Position dependence of the 13C chemical shifts of α-helical model peptides. Fingerprint of the 20 naturally occurring amino acids

摘要

The position dependence of the ¹³C chemical shifts was investigated at the density functional level for α-helical model peptides represented by the sequence Ac-(Ala)i-X-(Ala)j-NH2, where X represents any of the 20 naturally occurring amino acids, with 0 ≤ i ≤ 8 and i + j = 8. Adoption of the locally dense basis approach for the quantum chemical calculations enabled us to reduce the length of the chemical-shift calculations while maintaining good accuracy of the results.

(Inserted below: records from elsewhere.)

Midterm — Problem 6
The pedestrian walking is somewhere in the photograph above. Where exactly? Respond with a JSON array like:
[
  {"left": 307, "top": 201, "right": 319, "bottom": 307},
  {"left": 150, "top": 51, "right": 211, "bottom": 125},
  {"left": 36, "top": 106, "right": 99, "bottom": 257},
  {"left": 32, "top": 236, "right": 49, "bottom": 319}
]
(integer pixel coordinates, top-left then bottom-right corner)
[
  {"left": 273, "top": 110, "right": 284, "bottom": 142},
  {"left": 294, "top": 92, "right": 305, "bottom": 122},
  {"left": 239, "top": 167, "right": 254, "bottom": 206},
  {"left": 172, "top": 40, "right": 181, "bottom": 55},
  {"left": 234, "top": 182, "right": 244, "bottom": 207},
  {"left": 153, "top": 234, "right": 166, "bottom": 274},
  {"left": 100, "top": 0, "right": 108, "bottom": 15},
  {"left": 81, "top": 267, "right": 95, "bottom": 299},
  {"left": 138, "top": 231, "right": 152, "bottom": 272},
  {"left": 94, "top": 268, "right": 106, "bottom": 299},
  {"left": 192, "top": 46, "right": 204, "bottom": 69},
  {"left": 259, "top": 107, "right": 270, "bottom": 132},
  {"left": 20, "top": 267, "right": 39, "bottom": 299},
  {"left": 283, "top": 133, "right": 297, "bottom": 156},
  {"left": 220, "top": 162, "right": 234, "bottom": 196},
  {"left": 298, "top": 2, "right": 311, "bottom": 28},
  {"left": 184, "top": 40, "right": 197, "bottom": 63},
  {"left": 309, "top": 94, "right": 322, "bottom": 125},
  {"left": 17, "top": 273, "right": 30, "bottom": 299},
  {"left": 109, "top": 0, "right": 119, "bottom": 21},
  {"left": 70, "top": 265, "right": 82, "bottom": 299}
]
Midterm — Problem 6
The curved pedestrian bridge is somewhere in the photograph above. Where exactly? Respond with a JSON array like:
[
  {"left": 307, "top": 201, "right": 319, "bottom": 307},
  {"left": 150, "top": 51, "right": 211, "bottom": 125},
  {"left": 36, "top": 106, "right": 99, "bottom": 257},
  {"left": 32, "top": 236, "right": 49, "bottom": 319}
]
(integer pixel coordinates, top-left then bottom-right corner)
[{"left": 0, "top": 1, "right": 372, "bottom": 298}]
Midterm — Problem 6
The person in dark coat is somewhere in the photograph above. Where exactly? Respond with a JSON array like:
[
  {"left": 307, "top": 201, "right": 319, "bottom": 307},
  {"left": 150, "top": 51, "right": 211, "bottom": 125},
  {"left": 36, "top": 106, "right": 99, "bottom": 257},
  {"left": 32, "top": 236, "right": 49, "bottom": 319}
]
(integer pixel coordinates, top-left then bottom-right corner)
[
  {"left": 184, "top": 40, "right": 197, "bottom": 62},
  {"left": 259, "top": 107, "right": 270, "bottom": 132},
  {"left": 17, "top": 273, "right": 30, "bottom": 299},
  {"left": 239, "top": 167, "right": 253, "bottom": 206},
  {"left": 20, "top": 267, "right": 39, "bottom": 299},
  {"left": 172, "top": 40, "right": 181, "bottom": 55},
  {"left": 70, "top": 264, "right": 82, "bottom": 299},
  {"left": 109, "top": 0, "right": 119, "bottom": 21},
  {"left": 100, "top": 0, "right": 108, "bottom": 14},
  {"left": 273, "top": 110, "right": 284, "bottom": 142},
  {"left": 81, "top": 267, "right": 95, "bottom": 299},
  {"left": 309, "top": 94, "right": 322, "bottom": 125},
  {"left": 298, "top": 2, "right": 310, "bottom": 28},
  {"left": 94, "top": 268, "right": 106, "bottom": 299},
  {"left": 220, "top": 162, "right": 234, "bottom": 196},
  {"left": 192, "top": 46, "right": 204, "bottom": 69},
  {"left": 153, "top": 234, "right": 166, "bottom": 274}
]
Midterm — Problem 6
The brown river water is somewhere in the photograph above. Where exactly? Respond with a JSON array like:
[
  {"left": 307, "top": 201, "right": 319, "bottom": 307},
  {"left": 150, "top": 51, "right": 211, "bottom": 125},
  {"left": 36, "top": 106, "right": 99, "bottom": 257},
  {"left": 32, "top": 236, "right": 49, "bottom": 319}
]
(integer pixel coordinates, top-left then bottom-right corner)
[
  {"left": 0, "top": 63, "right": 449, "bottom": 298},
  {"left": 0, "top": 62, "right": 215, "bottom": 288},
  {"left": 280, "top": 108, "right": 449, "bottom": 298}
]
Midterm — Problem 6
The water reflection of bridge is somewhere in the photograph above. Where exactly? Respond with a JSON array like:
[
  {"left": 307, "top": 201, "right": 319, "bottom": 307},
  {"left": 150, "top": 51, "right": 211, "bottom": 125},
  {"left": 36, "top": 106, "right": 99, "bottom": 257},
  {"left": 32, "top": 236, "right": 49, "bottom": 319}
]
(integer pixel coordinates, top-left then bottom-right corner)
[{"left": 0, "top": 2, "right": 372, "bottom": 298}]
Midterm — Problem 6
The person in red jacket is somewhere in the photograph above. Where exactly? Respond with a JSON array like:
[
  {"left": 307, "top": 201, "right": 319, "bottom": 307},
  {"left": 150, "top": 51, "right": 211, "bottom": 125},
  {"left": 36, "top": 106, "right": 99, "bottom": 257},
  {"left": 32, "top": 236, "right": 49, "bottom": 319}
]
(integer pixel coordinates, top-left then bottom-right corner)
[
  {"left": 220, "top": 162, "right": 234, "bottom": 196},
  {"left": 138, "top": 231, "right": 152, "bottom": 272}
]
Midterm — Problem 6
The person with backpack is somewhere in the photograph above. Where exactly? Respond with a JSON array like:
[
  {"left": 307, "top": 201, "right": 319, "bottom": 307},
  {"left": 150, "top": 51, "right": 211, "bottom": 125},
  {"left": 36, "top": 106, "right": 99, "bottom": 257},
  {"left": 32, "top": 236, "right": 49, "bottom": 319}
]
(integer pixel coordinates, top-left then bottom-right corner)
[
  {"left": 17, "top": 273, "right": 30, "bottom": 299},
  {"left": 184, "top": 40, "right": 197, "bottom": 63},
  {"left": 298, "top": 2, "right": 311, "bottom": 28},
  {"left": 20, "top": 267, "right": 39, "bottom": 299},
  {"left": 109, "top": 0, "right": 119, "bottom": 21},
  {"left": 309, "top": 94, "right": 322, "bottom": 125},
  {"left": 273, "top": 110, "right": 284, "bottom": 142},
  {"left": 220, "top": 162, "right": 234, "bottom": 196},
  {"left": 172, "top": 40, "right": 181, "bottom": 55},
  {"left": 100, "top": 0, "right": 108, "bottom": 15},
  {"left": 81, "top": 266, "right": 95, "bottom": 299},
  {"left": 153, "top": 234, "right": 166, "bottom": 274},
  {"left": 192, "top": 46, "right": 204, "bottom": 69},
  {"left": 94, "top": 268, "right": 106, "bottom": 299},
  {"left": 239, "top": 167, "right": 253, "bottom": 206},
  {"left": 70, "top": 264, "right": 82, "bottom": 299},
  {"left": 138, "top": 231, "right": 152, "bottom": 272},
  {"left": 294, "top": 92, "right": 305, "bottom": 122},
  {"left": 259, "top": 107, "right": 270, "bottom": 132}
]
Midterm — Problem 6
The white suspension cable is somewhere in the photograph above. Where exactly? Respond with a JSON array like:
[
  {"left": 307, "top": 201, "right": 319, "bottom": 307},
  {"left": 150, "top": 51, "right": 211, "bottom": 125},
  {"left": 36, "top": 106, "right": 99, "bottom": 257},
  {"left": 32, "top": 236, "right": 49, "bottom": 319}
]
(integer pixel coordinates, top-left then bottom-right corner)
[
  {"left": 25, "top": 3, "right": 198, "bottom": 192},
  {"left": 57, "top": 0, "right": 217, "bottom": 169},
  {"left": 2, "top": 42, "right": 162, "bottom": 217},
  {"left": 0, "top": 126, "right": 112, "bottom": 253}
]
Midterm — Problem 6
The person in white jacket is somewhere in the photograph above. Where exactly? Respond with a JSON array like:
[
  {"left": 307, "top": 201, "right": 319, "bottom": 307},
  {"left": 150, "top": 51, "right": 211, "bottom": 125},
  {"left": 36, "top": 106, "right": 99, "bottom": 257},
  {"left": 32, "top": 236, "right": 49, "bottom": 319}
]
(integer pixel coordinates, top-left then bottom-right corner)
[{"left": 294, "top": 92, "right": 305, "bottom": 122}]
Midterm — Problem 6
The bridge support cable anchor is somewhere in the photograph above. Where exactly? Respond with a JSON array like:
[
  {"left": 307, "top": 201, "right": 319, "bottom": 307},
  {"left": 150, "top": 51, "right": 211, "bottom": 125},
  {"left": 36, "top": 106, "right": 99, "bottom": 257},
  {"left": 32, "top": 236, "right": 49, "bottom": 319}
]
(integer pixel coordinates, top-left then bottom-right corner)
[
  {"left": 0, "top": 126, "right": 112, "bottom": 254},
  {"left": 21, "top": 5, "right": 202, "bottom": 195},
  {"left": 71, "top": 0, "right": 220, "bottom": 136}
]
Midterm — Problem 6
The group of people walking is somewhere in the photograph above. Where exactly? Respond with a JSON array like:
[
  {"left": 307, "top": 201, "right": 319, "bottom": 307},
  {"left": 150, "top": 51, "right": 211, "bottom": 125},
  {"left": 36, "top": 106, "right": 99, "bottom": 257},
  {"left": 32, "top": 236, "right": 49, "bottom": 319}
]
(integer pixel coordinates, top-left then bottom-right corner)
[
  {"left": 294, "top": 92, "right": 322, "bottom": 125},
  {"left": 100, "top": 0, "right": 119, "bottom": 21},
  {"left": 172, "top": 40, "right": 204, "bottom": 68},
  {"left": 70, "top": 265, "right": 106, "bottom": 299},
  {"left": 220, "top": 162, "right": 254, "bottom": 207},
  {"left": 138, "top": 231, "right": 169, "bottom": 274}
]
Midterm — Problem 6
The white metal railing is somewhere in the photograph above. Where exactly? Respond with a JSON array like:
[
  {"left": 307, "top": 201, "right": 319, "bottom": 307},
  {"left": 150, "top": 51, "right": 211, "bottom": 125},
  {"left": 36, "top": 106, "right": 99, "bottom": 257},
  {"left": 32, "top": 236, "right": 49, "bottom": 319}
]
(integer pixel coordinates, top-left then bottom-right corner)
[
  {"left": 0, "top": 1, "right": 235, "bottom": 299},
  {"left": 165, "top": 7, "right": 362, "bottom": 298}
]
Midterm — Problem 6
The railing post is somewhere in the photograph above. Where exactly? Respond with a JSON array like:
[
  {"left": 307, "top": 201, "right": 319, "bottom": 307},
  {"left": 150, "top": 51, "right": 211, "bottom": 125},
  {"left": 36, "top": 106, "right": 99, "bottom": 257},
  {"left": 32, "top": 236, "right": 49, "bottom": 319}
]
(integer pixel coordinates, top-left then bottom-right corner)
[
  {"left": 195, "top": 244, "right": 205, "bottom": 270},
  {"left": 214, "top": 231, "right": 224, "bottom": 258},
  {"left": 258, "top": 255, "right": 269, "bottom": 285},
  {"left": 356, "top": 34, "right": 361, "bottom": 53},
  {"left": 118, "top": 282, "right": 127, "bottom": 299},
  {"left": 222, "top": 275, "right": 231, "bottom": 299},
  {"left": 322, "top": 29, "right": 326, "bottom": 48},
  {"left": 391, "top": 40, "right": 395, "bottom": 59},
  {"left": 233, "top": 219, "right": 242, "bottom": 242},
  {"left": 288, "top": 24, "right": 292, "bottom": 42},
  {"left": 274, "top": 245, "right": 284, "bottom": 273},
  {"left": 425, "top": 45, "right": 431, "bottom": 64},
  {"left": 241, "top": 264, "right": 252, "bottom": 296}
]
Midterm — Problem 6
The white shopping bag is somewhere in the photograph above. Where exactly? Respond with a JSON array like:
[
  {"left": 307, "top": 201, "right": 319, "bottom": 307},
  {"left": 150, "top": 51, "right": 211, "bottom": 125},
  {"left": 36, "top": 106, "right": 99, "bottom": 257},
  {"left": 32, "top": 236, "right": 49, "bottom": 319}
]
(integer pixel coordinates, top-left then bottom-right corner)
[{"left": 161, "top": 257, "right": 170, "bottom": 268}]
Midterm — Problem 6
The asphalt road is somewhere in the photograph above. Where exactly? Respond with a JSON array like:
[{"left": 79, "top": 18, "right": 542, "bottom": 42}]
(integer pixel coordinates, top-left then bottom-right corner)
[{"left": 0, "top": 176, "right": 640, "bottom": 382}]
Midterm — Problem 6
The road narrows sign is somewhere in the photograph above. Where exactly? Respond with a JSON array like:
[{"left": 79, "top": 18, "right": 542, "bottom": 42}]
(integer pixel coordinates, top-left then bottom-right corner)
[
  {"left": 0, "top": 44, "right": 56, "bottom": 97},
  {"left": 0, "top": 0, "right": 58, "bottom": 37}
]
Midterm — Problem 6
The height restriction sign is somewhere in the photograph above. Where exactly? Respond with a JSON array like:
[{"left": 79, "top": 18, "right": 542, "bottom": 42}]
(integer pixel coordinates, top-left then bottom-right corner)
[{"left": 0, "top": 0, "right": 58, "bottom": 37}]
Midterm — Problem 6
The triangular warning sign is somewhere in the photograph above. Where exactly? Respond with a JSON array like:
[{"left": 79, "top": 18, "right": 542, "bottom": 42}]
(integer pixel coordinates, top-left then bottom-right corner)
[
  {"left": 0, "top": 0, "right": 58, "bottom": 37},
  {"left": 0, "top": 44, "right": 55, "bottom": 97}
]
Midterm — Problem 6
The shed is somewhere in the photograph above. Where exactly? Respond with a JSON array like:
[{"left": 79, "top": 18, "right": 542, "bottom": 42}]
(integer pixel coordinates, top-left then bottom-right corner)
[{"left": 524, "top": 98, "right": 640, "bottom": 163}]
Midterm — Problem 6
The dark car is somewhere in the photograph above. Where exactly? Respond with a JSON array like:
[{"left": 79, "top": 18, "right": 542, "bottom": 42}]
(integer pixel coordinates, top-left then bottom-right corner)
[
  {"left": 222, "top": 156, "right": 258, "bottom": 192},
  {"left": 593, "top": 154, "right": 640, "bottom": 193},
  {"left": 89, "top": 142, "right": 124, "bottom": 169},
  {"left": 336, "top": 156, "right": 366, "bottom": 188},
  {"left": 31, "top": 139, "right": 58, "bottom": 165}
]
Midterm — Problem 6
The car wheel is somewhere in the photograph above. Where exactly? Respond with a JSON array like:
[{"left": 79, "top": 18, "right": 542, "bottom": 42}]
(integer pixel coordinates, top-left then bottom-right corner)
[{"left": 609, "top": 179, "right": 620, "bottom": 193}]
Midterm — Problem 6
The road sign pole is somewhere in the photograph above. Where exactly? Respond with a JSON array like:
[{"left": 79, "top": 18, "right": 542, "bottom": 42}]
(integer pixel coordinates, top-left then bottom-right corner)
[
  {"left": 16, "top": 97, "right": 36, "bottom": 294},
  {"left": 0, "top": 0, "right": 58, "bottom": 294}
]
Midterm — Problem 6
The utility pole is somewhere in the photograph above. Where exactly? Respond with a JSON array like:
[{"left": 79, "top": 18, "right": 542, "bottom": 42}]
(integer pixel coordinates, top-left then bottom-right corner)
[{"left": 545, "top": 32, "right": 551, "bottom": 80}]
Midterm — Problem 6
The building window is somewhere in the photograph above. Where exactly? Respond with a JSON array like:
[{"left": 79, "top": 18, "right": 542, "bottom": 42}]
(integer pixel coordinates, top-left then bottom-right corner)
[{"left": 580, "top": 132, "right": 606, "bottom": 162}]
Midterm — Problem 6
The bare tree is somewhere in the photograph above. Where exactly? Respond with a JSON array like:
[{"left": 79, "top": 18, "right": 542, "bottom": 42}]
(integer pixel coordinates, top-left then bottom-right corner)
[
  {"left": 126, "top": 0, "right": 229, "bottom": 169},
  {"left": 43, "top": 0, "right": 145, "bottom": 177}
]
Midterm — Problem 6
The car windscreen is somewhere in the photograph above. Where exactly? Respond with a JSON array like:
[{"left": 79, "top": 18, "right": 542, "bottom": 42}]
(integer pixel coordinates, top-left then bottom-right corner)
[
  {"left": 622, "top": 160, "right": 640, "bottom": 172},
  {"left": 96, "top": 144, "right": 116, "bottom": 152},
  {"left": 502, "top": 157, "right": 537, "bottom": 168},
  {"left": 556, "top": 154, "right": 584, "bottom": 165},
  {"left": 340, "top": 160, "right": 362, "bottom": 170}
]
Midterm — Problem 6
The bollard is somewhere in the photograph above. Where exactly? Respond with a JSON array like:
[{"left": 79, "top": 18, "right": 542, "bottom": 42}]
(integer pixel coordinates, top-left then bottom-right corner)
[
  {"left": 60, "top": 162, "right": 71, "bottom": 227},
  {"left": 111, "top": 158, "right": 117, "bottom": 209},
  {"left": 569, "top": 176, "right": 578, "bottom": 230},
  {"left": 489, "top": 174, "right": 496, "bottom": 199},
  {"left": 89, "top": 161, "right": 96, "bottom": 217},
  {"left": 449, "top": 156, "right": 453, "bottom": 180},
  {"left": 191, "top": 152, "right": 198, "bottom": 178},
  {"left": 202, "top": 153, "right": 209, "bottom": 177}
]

For the 20 naturally occurring amino acids in α-helices, there is (1) significant variability of the computed ¹³C shielding as a function of both the guest residue (X) and the position along the sequence; for example, at the N terminus, the ¹³C^α and ¹³C^β shieldings exhibit a uniform pattern of variation with respect to both the central or the C-terminal positions; (2) good agreement between computed and observed ¹³C^α and ¹³C^β chemical shifts in the interior of the helix, with correlation coefficients of 0.98 and 0.99, respectively; for ¹³C^α chemical shifts, computed in the middle of the helix, only five residues, namely Asn, Asp, Ser, Thr, and Leu, exhibit chemical shifts beyond the observed standard deviation; and (3) better agreement for four of these residues (Asn, Asp, Ser, and Thr) only for the computed values of the ¹³C^α chemical shifts at the N terminus. The results indicate that ¹³C^β, but not ¹³C^β, chemical shifts are sensitive enough to reflect the propensities of some amino acids for specific positions within an α-helix, relative to the N and C termini of peptides and proteins.